91P - Preexisting tumor host immunity delineates clinical outcomes in resectable non-small cell lung cancer

Background

Neoadjuvant and adjuvant immune checkpoint blockade (ICB) have recently shown promising results in resectable NSCLC. Yet, biomarkers that inform patient benefit with this approach remain largely unknown. Here, we interrogated the tumor immune microenvironment (TIME) in early-stage NSCLC patients that underwent up-front surgery.

Methods

A total of 188 treatment-naïve early-stage NSCLC patients, that underwent curative surgical treatment between 2006 and 2018 at Hospital del Mar, Barcelona, Spain, were included. None of the patients received adjuvant immunotherapy. Core biopsies from surgical specimens were included in a tissue microarray. Immunohistochemistry of PD-L1, CD3, CD4, CD8, CD68, CD103 and FOXP3 were evaluated by digital image analysis (QuPath software). TIME was categorized into four groups using PD-L1 expression in tumor cells (<1% or ≥1%) and tumor infiltrating lymphocytes (TILs) based on intratumoral CD3 percentage (cut-off calculated using Youden’s index – 26.32%): 1) PD-L1-/TILs -, 2) PD-L1-/TILs+, 3) PD-L1+/TILs-, 4) PD-L1+/TILs+. TIME patterns and immune markers were statistically compared based on clinicopathological and molecular features and survival outcomes.

Results

PD-L1-/TILs+ tumors showed a reduced risk of relapse compared to PD-L1+/TILs+ (p=0.0471). Analysis of immune subpopulations within these tumors showed an increase of CD8⁺ (cytotoxic T) on both subgroups with a higher proportion in the PD-L1+/TILs+ (p<0.0001). However, FOXP3⁺ (regulatory T) cells were also higher in PD-L1+/TILs+ (p<0.0001). Thus, conferring an overall increase of CD8/FOXP3 ratio in PD-L1-/TILs+ tumors (p=0.0109). Of note, the CD103⁺ cells (tissue resident memory) were increased in the PD-L1+/TILs+ category (p<0.0001). PD-L1+/TILs- tumors showed comparable survival with PD-L1+/TILs+ tumors, together with an increase of CD68⁺ cells (p=0.0055).

Conclusions

T cell subpopulations (CD103⁺, CD8/FOXP3 ratio) exhibited by PD-L1+/TILs+ tumors suggest the potential role of ICB to revert the TIME towards a favorable immune context and thus, improve survival outcomes. TIME patterns can be used as a tool for tailoring adjuvant strategies.

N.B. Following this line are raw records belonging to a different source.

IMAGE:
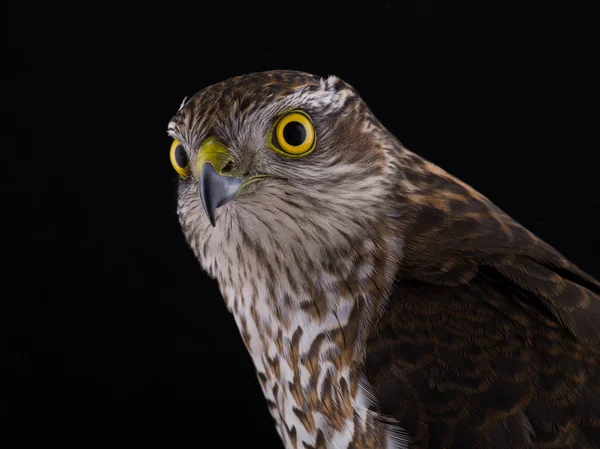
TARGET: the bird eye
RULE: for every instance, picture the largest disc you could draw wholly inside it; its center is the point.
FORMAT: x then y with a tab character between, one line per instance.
294	134
179	159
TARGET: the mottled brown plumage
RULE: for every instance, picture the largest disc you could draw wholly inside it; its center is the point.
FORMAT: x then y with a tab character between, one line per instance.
384	302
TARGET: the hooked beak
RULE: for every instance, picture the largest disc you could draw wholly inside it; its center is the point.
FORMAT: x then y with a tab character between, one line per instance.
216	187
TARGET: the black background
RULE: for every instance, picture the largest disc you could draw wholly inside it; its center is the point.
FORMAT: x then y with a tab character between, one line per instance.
115	335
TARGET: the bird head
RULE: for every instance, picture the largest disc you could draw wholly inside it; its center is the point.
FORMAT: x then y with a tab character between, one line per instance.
284	170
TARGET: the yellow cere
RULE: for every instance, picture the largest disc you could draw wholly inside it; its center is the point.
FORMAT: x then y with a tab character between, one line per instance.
294	135
179	159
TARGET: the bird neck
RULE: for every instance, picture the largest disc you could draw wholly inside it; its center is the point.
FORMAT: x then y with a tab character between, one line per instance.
307	343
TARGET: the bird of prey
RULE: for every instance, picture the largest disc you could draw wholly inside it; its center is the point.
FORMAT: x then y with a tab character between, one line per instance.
385	303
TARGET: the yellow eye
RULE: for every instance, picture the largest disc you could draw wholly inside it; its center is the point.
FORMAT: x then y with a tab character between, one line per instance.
294	134
179	159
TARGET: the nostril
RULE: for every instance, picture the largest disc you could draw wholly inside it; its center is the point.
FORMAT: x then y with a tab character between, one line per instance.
227	167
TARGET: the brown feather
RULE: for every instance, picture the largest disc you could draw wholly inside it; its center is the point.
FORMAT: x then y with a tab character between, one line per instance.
491	337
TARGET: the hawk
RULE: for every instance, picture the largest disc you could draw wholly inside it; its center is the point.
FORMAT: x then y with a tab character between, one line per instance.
385	303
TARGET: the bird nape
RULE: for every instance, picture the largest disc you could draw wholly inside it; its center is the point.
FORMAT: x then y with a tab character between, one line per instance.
385	303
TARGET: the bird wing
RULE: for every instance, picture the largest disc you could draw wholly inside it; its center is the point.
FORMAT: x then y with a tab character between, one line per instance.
491	337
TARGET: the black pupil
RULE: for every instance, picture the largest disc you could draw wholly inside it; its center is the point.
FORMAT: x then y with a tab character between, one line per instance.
180	156
294	133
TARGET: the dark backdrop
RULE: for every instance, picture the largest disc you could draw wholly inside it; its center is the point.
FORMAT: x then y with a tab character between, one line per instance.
114	333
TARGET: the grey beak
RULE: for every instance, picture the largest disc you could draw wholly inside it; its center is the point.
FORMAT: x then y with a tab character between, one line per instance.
216	190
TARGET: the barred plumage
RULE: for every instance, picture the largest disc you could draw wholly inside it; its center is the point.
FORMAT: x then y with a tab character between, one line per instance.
385	303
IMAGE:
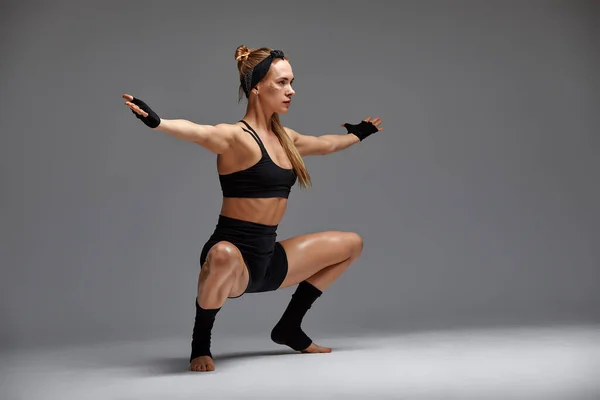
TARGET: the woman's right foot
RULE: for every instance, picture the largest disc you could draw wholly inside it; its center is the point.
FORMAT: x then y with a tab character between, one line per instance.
202	364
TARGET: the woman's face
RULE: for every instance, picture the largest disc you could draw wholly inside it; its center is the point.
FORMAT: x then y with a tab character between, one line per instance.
275	90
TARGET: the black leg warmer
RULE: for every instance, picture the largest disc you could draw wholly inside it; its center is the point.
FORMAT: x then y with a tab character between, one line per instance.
203	325
288	331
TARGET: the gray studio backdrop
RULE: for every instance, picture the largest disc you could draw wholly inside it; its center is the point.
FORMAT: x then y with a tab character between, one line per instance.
478	204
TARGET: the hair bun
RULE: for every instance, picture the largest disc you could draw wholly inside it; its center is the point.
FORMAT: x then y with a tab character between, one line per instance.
242	53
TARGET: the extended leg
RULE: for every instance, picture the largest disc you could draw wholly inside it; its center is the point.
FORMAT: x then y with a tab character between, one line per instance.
315	261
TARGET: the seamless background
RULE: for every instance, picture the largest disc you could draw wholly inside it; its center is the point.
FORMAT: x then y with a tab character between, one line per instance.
478	204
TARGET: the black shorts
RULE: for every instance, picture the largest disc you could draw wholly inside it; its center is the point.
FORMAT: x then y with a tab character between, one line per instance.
263	254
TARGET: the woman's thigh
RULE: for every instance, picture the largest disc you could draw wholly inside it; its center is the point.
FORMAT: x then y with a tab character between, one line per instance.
310	253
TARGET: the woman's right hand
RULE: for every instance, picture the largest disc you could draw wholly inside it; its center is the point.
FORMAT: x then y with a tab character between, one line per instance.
142	111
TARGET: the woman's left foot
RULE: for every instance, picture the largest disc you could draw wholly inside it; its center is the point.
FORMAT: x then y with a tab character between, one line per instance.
315	348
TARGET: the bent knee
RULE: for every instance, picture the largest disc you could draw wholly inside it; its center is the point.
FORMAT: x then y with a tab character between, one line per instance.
223	257
355	241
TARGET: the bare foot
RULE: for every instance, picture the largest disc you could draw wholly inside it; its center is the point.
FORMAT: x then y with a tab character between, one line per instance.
315	348
202	364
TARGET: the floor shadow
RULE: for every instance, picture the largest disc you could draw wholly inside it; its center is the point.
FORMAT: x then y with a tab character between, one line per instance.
180	365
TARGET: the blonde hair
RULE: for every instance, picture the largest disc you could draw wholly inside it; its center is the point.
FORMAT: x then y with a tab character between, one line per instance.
246	60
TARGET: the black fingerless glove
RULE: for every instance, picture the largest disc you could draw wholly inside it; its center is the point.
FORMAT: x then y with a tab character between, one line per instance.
362	130
152	120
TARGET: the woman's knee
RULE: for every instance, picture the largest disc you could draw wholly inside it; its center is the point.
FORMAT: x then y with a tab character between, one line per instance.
355	242
223	258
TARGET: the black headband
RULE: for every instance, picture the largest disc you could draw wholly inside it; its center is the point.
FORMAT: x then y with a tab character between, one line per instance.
254	76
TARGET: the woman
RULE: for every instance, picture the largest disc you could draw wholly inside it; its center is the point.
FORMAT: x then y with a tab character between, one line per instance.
258	161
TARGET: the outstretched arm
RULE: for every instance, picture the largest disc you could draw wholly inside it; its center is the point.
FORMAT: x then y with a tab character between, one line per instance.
308	145
217	138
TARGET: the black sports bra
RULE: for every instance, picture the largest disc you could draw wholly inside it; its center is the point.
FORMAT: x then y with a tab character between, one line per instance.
265	179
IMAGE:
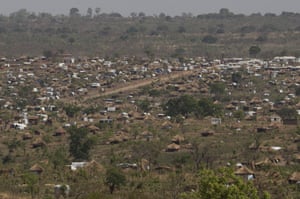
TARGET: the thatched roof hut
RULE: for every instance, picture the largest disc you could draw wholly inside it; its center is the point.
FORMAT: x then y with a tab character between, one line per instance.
38	143
177	139
243	171
294	178
27	136
36	168
59	132
172	147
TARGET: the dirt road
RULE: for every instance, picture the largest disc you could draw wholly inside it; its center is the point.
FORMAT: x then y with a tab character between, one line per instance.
137	84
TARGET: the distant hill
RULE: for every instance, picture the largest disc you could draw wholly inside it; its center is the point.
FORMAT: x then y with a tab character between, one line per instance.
214	35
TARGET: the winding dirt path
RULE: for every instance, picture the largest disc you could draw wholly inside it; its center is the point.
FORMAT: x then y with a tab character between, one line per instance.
137	84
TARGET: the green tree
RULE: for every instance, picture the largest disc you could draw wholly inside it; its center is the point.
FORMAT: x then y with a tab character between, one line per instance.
71	110
114	179
209	39
144	105
206	107
74	12
80	143
236	77
222	184
254	50
59	158
218	89
183	105
31	180
287	113
298	91
89	12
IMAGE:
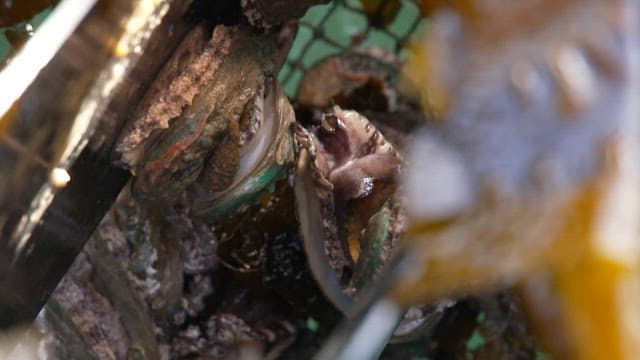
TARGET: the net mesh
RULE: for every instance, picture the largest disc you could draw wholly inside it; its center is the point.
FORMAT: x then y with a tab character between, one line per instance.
346	25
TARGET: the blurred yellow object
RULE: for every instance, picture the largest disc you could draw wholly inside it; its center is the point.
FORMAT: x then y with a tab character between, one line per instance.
533	165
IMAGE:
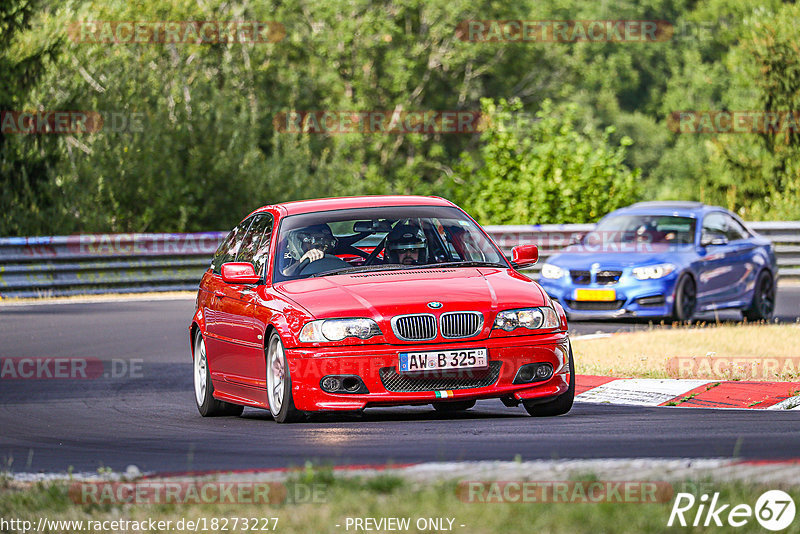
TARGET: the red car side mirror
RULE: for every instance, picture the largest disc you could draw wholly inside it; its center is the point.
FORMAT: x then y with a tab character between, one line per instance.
524	255
239	273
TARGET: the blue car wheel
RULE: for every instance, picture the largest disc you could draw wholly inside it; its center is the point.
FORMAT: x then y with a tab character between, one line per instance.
685	299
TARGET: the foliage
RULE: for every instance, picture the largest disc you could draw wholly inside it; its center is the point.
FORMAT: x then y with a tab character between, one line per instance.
199	149
545	171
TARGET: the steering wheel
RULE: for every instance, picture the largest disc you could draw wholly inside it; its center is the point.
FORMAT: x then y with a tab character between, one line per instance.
328	262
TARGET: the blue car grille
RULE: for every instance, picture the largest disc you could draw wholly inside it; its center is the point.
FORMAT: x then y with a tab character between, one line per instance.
604	278
608	278
581	277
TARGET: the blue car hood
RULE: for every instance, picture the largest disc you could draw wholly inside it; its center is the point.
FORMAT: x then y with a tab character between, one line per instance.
616	260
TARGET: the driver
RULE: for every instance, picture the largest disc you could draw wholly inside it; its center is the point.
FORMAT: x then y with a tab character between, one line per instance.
406	245
309	243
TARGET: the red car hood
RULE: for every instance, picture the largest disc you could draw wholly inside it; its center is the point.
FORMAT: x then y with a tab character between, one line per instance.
383	294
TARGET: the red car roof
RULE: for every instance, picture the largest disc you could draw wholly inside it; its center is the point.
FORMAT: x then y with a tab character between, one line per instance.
324	204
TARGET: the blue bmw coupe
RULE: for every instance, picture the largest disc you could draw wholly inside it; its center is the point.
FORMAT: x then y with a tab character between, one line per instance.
664	260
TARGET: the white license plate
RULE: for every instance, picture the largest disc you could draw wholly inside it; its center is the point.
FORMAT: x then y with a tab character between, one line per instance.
445	359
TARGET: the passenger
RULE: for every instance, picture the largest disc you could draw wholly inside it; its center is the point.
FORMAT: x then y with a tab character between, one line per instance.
406	245
309	243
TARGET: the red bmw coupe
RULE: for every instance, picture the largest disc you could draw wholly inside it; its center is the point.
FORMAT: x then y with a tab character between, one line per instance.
344	303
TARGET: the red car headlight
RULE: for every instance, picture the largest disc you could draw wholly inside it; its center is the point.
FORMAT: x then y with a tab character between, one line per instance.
338	329
529	318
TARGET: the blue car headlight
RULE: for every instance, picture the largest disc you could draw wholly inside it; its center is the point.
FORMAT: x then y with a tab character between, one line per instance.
653	272
551	271
530	318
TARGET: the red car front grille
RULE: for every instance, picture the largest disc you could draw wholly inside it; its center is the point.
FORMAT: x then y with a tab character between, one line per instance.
440	380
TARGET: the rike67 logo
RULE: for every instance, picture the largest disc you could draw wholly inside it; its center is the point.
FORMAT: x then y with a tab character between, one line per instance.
774	510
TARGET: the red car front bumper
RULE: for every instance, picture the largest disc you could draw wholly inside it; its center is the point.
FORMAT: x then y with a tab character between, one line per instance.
308	366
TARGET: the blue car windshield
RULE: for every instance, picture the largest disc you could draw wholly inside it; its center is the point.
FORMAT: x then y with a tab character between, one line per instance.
659	229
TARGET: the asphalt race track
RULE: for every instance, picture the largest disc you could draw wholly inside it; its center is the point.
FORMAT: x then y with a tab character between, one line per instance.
147	417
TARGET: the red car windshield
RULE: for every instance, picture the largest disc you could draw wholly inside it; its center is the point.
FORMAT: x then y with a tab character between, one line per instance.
313	244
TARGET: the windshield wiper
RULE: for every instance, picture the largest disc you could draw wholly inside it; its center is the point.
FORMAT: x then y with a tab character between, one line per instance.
461	264
362	268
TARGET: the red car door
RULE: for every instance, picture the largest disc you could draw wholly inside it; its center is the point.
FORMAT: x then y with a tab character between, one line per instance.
241	345
219	310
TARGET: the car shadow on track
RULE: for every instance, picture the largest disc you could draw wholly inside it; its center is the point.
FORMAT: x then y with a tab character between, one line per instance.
395	414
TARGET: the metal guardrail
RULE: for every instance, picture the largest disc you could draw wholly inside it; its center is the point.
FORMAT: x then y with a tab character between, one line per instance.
122	263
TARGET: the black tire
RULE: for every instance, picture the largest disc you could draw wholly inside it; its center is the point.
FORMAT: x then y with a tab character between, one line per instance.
207	405
685	302
455	406
561	404
763	305
286	412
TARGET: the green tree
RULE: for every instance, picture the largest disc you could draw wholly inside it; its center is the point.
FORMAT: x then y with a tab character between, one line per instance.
544	170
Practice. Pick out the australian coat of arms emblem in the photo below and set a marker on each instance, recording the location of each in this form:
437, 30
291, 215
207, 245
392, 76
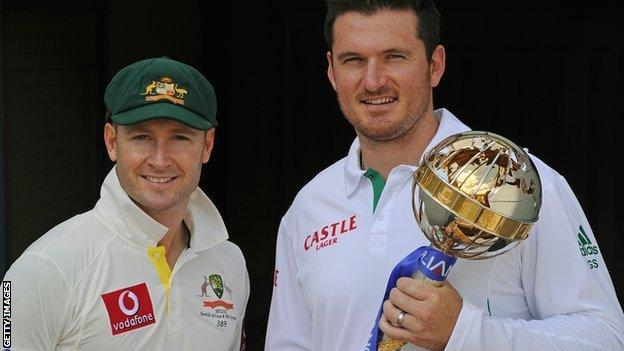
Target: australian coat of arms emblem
165, 89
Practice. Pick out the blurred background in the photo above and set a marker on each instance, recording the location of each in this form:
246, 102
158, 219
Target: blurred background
548, 76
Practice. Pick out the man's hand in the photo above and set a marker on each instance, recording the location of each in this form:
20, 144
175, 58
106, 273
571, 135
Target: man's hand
431, 313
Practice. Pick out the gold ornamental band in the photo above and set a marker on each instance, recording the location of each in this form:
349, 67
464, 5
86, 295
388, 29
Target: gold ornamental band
468, 209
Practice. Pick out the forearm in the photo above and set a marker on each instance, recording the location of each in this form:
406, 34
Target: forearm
574, 331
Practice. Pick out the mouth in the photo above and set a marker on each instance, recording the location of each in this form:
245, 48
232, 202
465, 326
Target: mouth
386, 100
158, 180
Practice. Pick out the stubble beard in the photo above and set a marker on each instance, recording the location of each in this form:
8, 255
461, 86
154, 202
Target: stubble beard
416, 111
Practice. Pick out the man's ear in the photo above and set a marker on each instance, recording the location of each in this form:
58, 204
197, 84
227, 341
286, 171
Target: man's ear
110, 137
437, 65
210, 134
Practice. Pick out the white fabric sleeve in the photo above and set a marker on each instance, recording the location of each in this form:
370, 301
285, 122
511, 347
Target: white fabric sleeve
290, 322
40, 299
569, 293
240, 328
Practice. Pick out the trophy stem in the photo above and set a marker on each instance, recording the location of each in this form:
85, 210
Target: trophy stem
432, 268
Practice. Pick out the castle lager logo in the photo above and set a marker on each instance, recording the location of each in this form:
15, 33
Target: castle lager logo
165, 89
129, 308
329, 234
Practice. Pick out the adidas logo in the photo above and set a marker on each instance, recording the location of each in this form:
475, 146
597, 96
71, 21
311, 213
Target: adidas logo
585, 245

Legal entity responsible for the study

The authors.

Funding

ISCIII.

Disclosure

A. Taus: Financial Interests, Personal, Invited Speaker: Bristol Myers Squibb; Financial Interests, Personal, Invited Speaker: MSD; Financial Interests, Personal, Invited Speaker: AstraZeneca; Financial Interests, Personal, Invited Speaker: Pfizer; Financial Interests, Personal, Invited Speaker: Roche. All other authors have declared no conflicts of interest.